Düsseldorf

 

Das Gesicht im Spiegel

 

Die deutsche Oper am Rhein in Düsseldorf präsentiert „Das Gesicht im Spiegel" nach der Komposition von Jörg Widmann.

 

Selten war eine Oper so modern und ein Stoff so aktuell. Das Libretto des Gegenwartsdramatikers Roland Schimmelpfennig, dessen Stücke zu den zur Zeit am meisten gespielten gehören - zuletzt der „Elfte Gesang" im Rahmen der Odyssee Europa von Ruhr 2010 am Bochumer Schauspielhaus - unterstreicht, dass es sich hierbei um Musiktheater handelt. Der viel gefragte Düsseldorfer Konzeptkünstler Mischa Kuball wurde in die Licht-Raum-Konzeption miteinbezogen.

 

Nicht zuletzt thematisiert die Oper, 2004 in München uraufgeführt und von der Fachzeitschrift „Opernwelt" zur wichtigsten Uraufführung 2003/2004 gewählt, ein aktuelles Thema: das Klonen von Menschen.

 

Die Handlung:

 

Ein Ehepaar, das einander verloren hat, hat ausser der gemeinsamen Firma keine Gemeinsamkeiten mehr. Patrizia, die Frau, starrt nur noch auf den Bildschirm, um den Börsenkurs zu beobachten. „Immer den Blick auf die Grafik, die Kurve" heißt es da. Die Hektik und Kälte der Aktienwelt, vermag das Orchester sehr gut musikalisch zu untermalen. Die Musik passt sich den hektischen, schnellen und intensiven Phasen und Momenten der Handlung stets optimal an. Das Büro hat das Ehepaar quasi mit nach Hause genommen, so klagt Patrizia „Bruno, mein Mann oder besser: nur noch mein Partner" verfolgt nur noch den Aktienkurs auf dem Bildschirm. Den Darstellern gelingt es die Kühle ihres Umgangs miteinander durchgehend überzeugend darzustellen, indem sie sich nicht ansehen. Als ihre Firma der „Verlierer des gestrigen Tages" ist, bleibt ihnen nur noch die Hoffnung auf ein neues Produkt: das Werk des Bioingenieurs Milton, ein Klon Patrizias. Die anfängliche Unbeholfenheit und Steifheit des Duplikats namens Justine wird gut dargestellt von Annett Fritsch. Wie ein Roboter bewegt sie sich in der für sie neuen Welt, in der sie ihr Gesicht nicht sehen darf. Alle Spiegel sollen verdeckt bleiben. Die Bühne ist hier mehr als einmal ein Hauptdarsteller. Ein großer Würfel, der zu Beginn der Szene noch das Publikum spiegelt, wird mit weißer Farbe überstrichen. Dieser Effekt überrascht den Zuschauer auch außerhalb der Aufführung, es handelt sich bei diesem Stück schließlich um ein Gesamtkunstwerk. Mehr soll an dieser Stelle nicht verraten werden. Die Moderne Kunst präsentiert sich durch eine Videoinstallation von Mischa Kuball, eine Videokamera spielt eine aufregende Rolle, wenn Patrizia sich filmt und ihre Aufnahmen übergroß an die Wand projiziert werden. Die Möglichkeiten der Bühnentechnik werden voll ausgeschöpft, wenn Wasser als Spiegel dient oder ein wankender Käfig die emotionale Gefangenheit des Ehepaares veranschaulicht.

 

Es ist eine moderne Inszenierung, die auch ein jüngeres Publikum anspricht, auf die Musik und das Bühnenkonzept muss man sich einlassen.
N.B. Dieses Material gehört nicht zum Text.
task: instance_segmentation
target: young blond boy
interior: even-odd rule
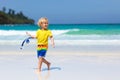
[[[48,19],[47,18],[40,18],[38,21],[38,26],[41,27],[41,29],[38,29],[36,32],[36,36],[33,36],[26,32],[28,36],[31,36],[32,38],[37,39],[37,57],[38,57],[38,72],[41,71],[42,63],[44,62],[48,70],[50,70],[50,62],[48,62],[44,57],[46,55],[47,49],[48,49],[48,38],[50,38],[52,47],[55,47],[53,35],[50,30],[48,30]]]

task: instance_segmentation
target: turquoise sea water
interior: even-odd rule
[[[120,24],[50,24],[48,28],[58,44],[120,43]],[[0,25],[0,42],[20,42],[27,37],[25,32],[35,35],[37,29],[37,25]]]

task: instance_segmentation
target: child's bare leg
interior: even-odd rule
[[[47,64],[48,70],[50,70],[50,62],[48,62],[45,58],[43,58],[43,62]]]
[[[38,59],[39,59],[39,61],[38,61],[38,71],[40,72],[41,71],[42,62],[43,62],[43,58],[40,57]]]

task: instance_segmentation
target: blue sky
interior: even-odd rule
[[[4,6],[36,22],[47,17],[52,24],[120,23],[120,0],[0,0]]]

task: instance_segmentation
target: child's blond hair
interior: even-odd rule
[[[46,18],[46,17],[42,17],[42,18],[40,18],[39,20],[38,20],[38,26],[41,26],[41,24],[42,24],[42,22],[44,22],[44,21],[47,21],[48,22],[48,19]]]

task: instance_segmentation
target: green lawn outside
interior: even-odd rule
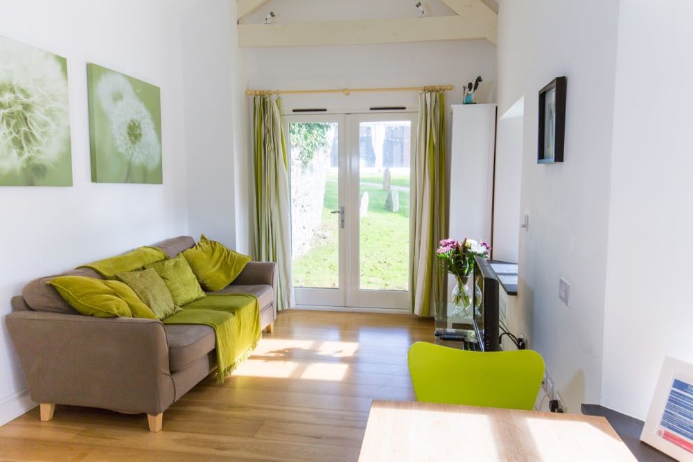
[[[334,177],[332,177],[334,179]],[[382,184],[383,177],[365,176],[362,183]],[[392,176],[392,184],[408,186],[409,178]],[[409,193],[399,192],[399,211],[385,210],[387,192],[382,187],[361,185],[368,191],[368,214],[360,220],[361,289],[407,290],[409,287]],[[322,226],[315,247],[293,262],[297,287],[336,287],[338,283],[337,232],[339,219],[330,211],[337,207],[337,182],[325,188]]]

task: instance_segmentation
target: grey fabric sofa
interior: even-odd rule
[[[189,236],[154,245],[170,257],[195,245]],[[87,269],[62,274],[100,278]],[[200,325],[165,325],[152,319],[82,316],[46,282],[27,284],[12,298],[6,318],[28,386],[40,403],[41,419],[53,418],[55,404],[145,413],[149,429],[161,428],[163,413],[216,366],[213,330]],[[277,318],[274,263],[250,262],[223,290],[252,294],[261,326],[271,332]]]

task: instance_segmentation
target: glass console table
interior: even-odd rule
[[[480,350],[471,317],[455,314],[453,303],[436,303],[435,344],[463,350]]]

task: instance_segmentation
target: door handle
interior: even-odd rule
[[[340,214],[340,228],[344,227],[344,208],[340,207],[339,210],[333,210],[330,213],[339,213]]]

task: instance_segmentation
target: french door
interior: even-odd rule
[[[415,114],[284,123],[296,305],[408,310]]]

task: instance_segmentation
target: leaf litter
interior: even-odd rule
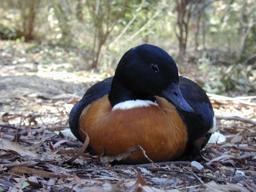
[[[5,45],[3,42],[0,44]],[[18,51],[15,52],[13,59],[24,57]],[[102,155],[97,156],[88,148],[84,151],[89,137],[83,144],[66,131],[71,109],[91,83],[79,83],[88,78],[74,75],[54,80],[46,75],[51,69],[42,69],[40,61],[25,68],[22,65],[0,63],[0,72],[4,75],[0,76],[0,190],[256,190],[253,97],[220,99],[209,96],[218,116],[217,132],[226,141],[208,143],[200,151],[203,139],[199,140],[195,143],[196,155],[193,158],[154,163],[139,146],[116,156],[105,156],[103,149]],[[56,69],[61,65],[52,65]],[[42,70],[45,73],[38,73]],[[239,118],[221,116],[228,115]],[[111,164],[140,151],[148,164]],[[203,173],[193,172],[193,160],[204,167]]]

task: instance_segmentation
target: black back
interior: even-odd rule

Es lassen sich auch hier mythische Aspekte finden: Bruno verliebt sich in Justine, weil sie ihn an seine Frau Patrizia erinnert, wie sie einst war, und singt herzzerreißend entschuldigend: „Das konnte ich nicht wissen: dass sie so wird wie du es einmal warst...". Dabei erinnert er an Pygmalion. Dieser verliebte sich in eine von ihm geschaffene Frauenskulptur, die schließlich lebendig wurde. Brunos Flugzeugabsturz wirkt, als würde Ikarus sich wieder einmal selbst überschätzen. Die Frage „Wie weit darf der Mensch gehen?" wird in Düsseldorf neu gestellt. Wenn es eine Antwort gibt, ist es vielleicht diese: Die Liebe folgt anderen Gesetzen als denen der Technik und selbst die Technik erliegt ihren Tücken. Homo Faber im 21. Jahrhundert als Musiktheater. Großer Beifall für alle Beteiligten, den insbesondere der Kinderchor verdient hat, der unter der Leitung von Justine Wanat eine grandiose Leistung erbringt.